Partially pooled beta binomial model

meera · April 8, 2019, 3:22am

Context for the model: I have total n_b experiments. For each experiment, the goal is to infer the true fraction of the column named y. For this I have replicate kind of data measurements for each experiment. However the number of replicates for each experiment are different, so we tried to pool the variance across experiments. We try to achieve this hierarchically by putting a gamma prior on the parameter for the distribution of dispersion kappa.

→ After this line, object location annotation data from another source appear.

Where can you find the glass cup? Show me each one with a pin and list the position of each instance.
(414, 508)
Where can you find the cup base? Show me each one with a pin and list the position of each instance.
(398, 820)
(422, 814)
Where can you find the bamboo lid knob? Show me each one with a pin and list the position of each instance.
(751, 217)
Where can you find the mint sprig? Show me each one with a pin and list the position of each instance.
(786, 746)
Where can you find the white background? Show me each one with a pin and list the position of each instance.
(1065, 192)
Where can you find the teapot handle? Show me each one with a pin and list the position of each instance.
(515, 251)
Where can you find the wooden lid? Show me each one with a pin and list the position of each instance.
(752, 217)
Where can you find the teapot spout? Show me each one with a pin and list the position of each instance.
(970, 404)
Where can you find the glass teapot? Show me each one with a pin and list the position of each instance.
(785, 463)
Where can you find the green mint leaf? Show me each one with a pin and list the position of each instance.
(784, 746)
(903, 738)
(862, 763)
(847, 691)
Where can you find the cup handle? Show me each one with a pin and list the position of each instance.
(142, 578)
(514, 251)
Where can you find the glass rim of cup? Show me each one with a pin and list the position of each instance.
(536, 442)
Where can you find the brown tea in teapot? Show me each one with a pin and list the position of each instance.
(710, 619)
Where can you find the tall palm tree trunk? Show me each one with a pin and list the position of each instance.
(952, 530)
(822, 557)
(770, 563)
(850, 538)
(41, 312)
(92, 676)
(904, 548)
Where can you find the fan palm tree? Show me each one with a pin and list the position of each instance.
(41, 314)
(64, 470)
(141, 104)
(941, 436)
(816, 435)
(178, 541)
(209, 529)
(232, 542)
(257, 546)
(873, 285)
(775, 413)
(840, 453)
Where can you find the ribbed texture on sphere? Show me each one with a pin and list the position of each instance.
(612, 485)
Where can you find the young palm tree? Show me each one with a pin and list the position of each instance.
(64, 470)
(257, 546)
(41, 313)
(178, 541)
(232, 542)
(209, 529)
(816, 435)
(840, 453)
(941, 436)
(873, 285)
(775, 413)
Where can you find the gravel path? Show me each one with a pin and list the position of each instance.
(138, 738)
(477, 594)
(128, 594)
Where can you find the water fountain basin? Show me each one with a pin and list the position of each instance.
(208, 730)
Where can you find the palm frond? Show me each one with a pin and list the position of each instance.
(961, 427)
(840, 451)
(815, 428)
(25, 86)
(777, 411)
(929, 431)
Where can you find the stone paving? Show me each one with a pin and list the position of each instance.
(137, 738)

I have the following stan model.
Attached is also the snippet of how the input data looks. (

)

data {
     int<lower=0> N_ ;  //number of data points or number of rows in input dataset
     int<lower=0> n_b ; //number of unique experiments in dataset 
     int<lower=0, upper=n_b> condID[N_]; // vector that gives same identity to the measurements  of same experiment
     int<lower=0> y[N_];       // observed data
     int<lower=0> n[N_];       
}
parameters {
     vector<lower = 0, upper = 1>[n_b] mu;
     vector<lower = 0>[n_b] kappa;
     real<lower = 0> tau;
}
transformed parameters {
    vector<lower=0>[n_b] alpha;
    vector<lower=0>[n_b] beta;
    alpha= kappa .*  mu ;
    beta= kappa - alpha;
 }
model {
    tau ~ gamma(3,0.1);  // causes partial pooling of the dispersion 
    mu ~ uniform(0, 1);
    kappa ~ exponential(tau); 
    
    for(i in 1:N_){

      y[i] ~ beta_binomial(n[i], alpha[ condID[i] ], beta[ condID[i] ]) ;
      }
}

Here are my questions.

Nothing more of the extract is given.